The injection of information into the brain while some researchers figure out how to make neurons to communicate with robotic limbs in the real world, others are working in the opposite direction, inventing biomedical implants that can send to the brain the external information is usually perceived by people through the eyes and ears.
Although these scientists are not yet ready to create a futuristic cyborg with perfect eyesight and hearing, they have progressed far in the development of the so-called neuroprosthesis. Among them are cochlear implants that restore hearing in the deaf, and bionic eyes that give blind the ability to see.
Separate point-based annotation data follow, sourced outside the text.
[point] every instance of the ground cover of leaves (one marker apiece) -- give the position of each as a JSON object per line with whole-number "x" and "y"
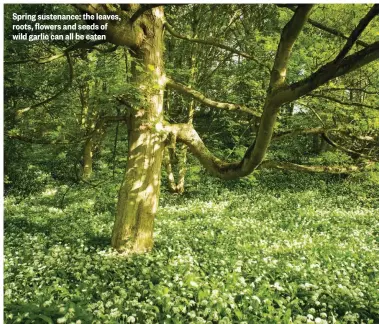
{"x": 278, "y": 249}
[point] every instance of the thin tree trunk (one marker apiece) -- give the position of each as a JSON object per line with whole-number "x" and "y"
{"x": 87, "y": 159}
{"x": 139, "y": 193}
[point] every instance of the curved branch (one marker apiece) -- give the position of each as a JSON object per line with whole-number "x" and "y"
{"x": 328, "y": 72}
{"x": 142, "y": 9}
{"x": 290, "y": 33}
{"x": 344, "y": 103}
{"x": 315, "y": 168}
{"x": 295, "y": 132}
{"x": 363, "y": 23}
{"x": 346, "y": 150}
{"x": 212, "y": 42}
{"x": 324, "y": 28}
{"x": 206, "y": 101}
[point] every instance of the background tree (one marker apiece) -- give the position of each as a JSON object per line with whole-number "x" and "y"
{"x": 274, "y": 71}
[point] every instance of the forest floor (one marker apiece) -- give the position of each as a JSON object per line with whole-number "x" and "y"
{"x": 282, "y": 248}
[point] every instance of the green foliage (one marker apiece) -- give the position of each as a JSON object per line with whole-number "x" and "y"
{"x": 278, "y": 248}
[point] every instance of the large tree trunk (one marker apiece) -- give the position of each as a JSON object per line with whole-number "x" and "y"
{"x": 139, "y": 192}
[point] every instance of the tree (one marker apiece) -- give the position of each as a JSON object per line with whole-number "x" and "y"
{"x": 142, "y": 30}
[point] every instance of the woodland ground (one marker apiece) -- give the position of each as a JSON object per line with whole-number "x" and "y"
{"x": 279, "y": 248}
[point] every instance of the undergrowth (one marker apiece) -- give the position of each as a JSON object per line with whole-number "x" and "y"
{"x": 278, "y": 248}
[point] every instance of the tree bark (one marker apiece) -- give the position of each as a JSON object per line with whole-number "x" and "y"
{"x": 87, "y": 159}
{"x": 139, "y": 193}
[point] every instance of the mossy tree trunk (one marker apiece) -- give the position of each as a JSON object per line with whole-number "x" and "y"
{"x": 139, "y": 192}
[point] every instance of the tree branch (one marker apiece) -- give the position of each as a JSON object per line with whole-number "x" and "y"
{"x": 288, "y": 37}
{"x": 330, "y": 71}
{"x": 206, "y": 101}
{"x": 141, "y": 10}
{"x": 212, "y": 42}
{"x": 324, "y": 28}
{"x": 315, "y": 168}
{"x": 295, "y": 132}
{"x": 363, "y": 23}
{"x": 344, "y": 103}
{"x": 346, "y": 150}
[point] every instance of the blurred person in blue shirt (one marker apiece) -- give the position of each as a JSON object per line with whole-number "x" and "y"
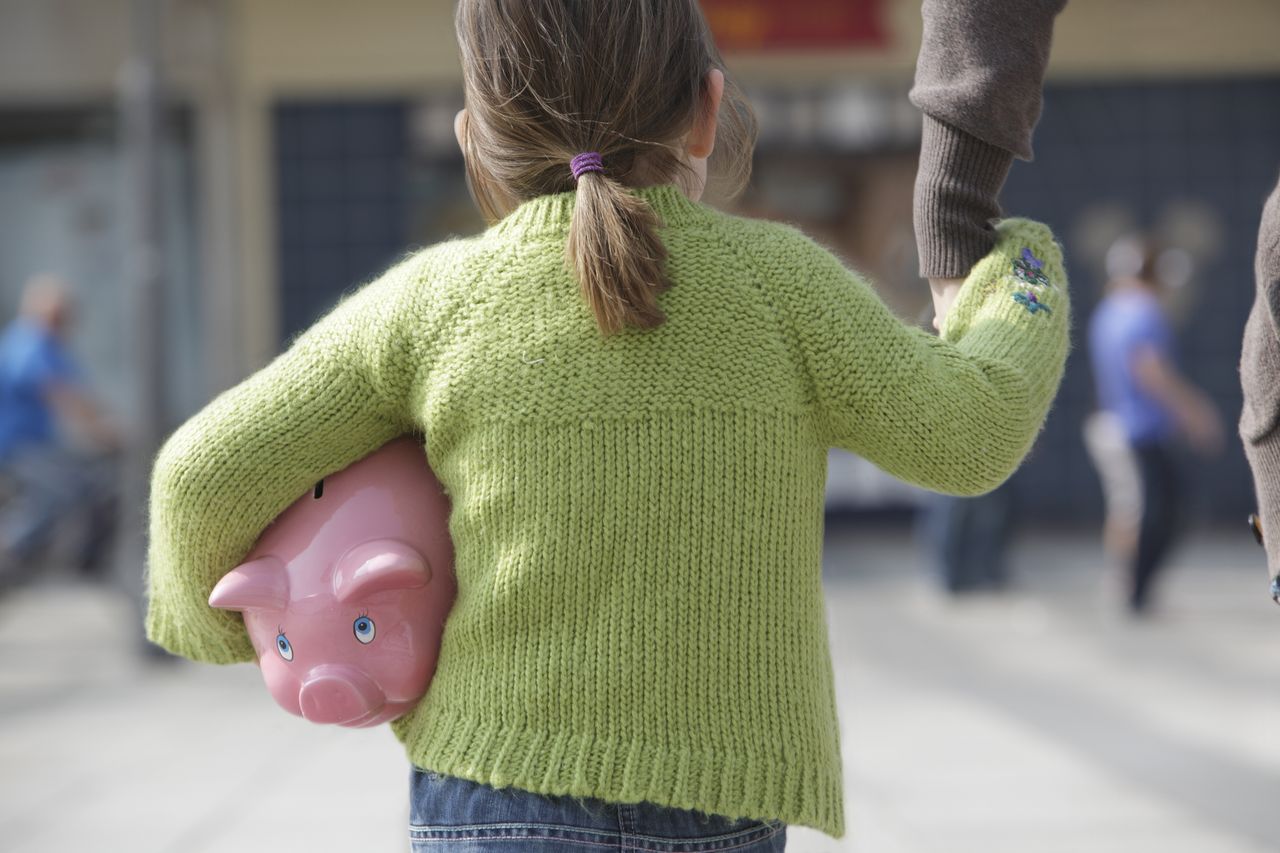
{"x": 44, "y": 396}
{"x": 1147, "y": 405}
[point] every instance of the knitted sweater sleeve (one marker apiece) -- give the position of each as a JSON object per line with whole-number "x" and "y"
{"x": 955, "y": 413}
{"x": 341, "y": 391}
{"x": 1260, "y": 378}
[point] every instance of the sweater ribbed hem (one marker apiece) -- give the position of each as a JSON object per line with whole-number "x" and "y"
{"x": 956, "y": 199}
{"x": 552, "y": 214}
{"x": 580, "y": 765}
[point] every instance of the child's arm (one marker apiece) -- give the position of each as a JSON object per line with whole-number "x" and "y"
{"x": 954, "y": 414}
{"x": 341, "y": 391}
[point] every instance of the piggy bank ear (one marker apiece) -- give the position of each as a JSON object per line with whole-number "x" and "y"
{"x": 257, "y": 584}
{"x": 376, "y": 566}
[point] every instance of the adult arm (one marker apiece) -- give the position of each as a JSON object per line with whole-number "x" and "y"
{"x": 1260, "y": 378}
{"x": 978, "y": 82}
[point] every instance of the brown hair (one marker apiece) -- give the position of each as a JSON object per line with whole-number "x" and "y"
{"x": 547, "y": 80}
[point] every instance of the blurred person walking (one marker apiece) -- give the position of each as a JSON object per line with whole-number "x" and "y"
{"x": 1260, "y": 378}
{"x": 56, "y": 446}
{"x": 1141, "y": 388}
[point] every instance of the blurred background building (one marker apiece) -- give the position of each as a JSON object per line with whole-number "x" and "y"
{"x": 305, "y": 144}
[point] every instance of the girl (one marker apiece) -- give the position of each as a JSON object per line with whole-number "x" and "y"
{"x": 630, "y": 398}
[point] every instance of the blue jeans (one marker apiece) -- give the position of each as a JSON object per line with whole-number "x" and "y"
{"x": 456, "y": 815}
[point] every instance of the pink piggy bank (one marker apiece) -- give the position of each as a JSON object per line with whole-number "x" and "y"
{"x": 346, "y": 594}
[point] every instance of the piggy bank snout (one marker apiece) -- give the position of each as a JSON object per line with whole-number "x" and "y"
{"x": 339, "y": 694}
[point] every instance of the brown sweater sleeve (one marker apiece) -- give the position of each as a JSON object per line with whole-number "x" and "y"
{"x": 978, "y": 82}
{"x": 1260, "y": 378}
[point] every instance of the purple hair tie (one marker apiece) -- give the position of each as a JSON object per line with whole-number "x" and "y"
{"x": 586, "y": 162}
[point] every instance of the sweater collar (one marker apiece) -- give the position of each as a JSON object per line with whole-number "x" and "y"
{"x": 552, "y": 214}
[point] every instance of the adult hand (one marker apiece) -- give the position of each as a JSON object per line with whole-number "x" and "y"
{"x": 945, "y": 291}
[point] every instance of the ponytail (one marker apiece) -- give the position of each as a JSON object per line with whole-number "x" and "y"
{"x": 615, "y": 250}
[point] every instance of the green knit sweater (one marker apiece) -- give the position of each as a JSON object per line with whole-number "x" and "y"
{"x": 638, "y": 520}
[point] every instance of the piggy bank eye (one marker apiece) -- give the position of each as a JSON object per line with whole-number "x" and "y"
{"x": 284, "y": 647}
{"x": 364, "y": 628}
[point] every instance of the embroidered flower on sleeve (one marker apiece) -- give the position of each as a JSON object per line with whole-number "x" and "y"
{"x": 1032, "y": 304}
{"x": 1031, "y": 269}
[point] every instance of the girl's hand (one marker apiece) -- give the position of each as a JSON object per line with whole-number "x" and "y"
{"x": 944, "y": 295}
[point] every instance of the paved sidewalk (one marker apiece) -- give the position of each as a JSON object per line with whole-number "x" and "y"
{"x": 1036, "y": 723}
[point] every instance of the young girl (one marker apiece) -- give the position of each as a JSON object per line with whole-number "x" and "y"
{"x": 630, "y": 398}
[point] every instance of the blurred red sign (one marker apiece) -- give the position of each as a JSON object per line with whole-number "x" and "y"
{"x": 796, "y": 24}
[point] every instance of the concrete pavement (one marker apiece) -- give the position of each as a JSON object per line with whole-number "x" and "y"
{"x": 1034, "y": 723}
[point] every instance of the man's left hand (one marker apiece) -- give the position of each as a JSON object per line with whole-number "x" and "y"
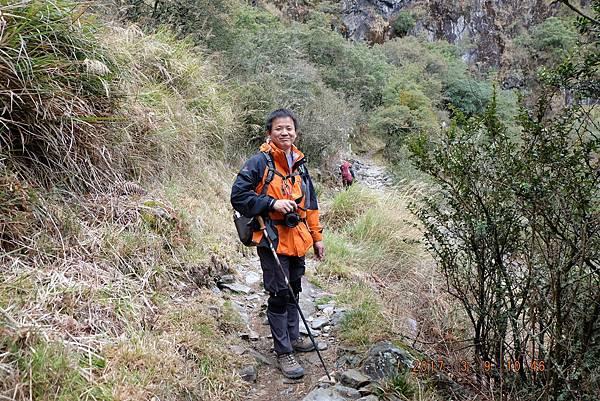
{"x": 319, "y": 249}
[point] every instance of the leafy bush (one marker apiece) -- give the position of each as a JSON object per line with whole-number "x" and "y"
{"x": 207, "y": 21}
{"x": 353, "y": 69}
{"x": 515, "y": 232}
{"x": 549, "y": 41}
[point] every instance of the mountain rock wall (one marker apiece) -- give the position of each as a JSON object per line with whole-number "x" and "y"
{"x": 482, "y": 28}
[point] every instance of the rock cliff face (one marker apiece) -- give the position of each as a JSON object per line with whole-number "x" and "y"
{"x": 483, "y": 26}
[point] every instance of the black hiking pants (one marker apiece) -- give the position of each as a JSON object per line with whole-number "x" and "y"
{"x": 282, "y": 313}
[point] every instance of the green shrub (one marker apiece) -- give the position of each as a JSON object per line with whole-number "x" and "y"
{"x": 272, "y": 73}
{"x": 52, "y": 371}
{"x": 353, "y": 69}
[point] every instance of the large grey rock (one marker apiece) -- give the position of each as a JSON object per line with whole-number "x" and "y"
{"x": 324, "y": 394}
{"x": 347, "y": 392}
{"x": 226, "y": 279}
{"x": 338, "y": 315}
{"x": 303, "y": 330}
{"x": 353, "y": 378}
{"x": 385, "y": 360}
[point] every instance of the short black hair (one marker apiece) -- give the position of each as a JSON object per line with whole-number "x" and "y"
{"x": 281, "y": 113}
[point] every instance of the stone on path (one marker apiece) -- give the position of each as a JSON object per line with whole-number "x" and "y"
{"x": 252, "y": 278}
{"x": 355, "y": 379}
{"x": 385, "y": 360}
{"x": 347, "y": 392}
{"x": 319, "y": 322}
{"x": 322, "y": 345}
{"x": 324, "y": 394}
{"x": 260, "y": 357}
{"x": 237, "y": 287}
{"x": 248, "y": 373}
{"x": 237, "y": 349}
{"x": 303, "y": 330}
{"x": 227, "y": 279}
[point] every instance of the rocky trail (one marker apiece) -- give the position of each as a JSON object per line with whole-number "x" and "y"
{"x": 354, "y": 374}
{"x": 372, "y": 175}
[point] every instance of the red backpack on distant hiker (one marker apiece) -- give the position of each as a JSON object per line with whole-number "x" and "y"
{"x": 347, "y": 173}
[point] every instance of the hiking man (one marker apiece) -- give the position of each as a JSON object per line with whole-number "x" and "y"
{"x": 290, "y": 211}
{"x": 347, "y": 173}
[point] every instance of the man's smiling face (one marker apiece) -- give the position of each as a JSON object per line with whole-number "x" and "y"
{"x": 283, "y": 133}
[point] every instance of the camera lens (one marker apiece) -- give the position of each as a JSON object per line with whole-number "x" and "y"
{"x": 291, "y": 219}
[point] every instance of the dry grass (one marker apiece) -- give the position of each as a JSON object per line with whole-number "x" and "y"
{"x": 56, "y": 95}
{"x": 178, "y": 113}
{"x": 101, "y": 293}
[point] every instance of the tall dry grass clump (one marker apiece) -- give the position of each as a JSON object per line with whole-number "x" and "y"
{"x": 55, "y": 94}
{"x": 103, "y": 283}
{"x": 375, "y": 250}
{"x": 178, "y": 114}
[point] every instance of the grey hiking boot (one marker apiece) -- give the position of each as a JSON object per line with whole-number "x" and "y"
{"x": 303, "y": 344}
{"x": 289, "y": 366}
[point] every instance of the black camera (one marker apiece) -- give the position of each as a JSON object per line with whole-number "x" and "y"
{"x": 291, "y": 219}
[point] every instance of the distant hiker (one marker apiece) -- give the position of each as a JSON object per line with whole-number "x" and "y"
{"x": 289, "y": 208}
{"x": 347, "y": 173}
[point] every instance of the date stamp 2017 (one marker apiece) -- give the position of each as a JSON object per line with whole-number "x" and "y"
{"x": 423, "y": 366}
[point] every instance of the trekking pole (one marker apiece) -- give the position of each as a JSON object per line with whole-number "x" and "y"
{"x": 263, "y": 227}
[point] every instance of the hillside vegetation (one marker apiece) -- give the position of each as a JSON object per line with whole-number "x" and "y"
{"x": 119, "y": 143}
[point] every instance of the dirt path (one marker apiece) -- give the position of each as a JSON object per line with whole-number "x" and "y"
{"x": 270, "y": 384}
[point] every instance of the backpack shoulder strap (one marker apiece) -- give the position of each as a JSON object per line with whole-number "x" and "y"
{"x": 270, "y": 174}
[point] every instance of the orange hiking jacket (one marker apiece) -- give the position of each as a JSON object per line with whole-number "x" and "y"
{"x": 247, "y": 199}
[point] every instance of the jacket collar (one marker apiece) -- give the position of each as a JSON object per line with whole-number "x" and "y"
{"x": 279, "y": 156}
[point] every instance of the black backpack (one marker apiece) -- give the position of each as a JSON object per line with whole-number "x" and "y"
{"x": 246, "y": 226}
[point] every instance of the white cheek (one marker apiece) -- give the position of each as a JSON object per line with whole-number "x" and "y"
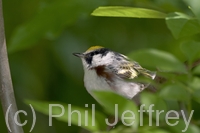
{"x": 98, "y": 60}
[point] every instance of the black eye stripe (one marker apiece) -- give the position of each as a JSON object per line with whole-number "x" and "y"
{"x": 89, "y": 56}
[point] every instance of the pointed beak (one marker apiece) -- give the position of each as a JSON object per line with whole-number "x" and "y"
{"x": 78, "y": 54}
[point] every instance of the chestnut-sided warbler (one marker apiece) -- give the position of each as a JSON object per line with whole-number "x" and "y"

Sheila Nirenberg, Professor of physiology and Biophysics at Cornell University, working on artificial retinas for treating blindness due to damage to the retina of the eye. Her goal is to create a chip that not only give external information to the brain, but also to make it high resolution like this the retina.
When light enters the eye and is faced with the photoreceptor cells on the retina, the portable information is converted into electrical impulses, which subsequently enter the brain. But each image has the pattern, and thus are electrical impulses from the retina are in the form of patterns or codes.
Deciphering the neural code of retinal cells, the researchers were able to create tiny chips producing and sending to the brain the same electrical patterns that the mesh membrane of the eye, bypassing damaged cells, said Sheila Nirenberg. This technology has demonstrated excellent results in mice, and researchers are testing it on primates, before transfer to humans.
The brain's ability one day the brain will be able to control the whole robotic body or to perceive the world through artificial senses. However, it is less likely that scientists will ever be able to fully recreate the brain in the computer, I'm sure the festival participant Gary Marcus, a cognitive psychologist from new York University. But even if such supercomputers ever appear, he is unlikely to constitute a personality as such.
Technologies of modernity, no matter how striking they may be, are still far from disclosing the mysteries of the brain, said the participants of the festival. Scientists can focus on a single neuron, and to understand the activity of large groups of nerve cells. But they still know little about what happens in the middle, between the bursts of activity of one neuron and the Symphony of the whole brain that gives human consciousness.
"This mean in the next 50 years, offers scientists a new, epic journey through the convolutions of the brain," said John Donohue.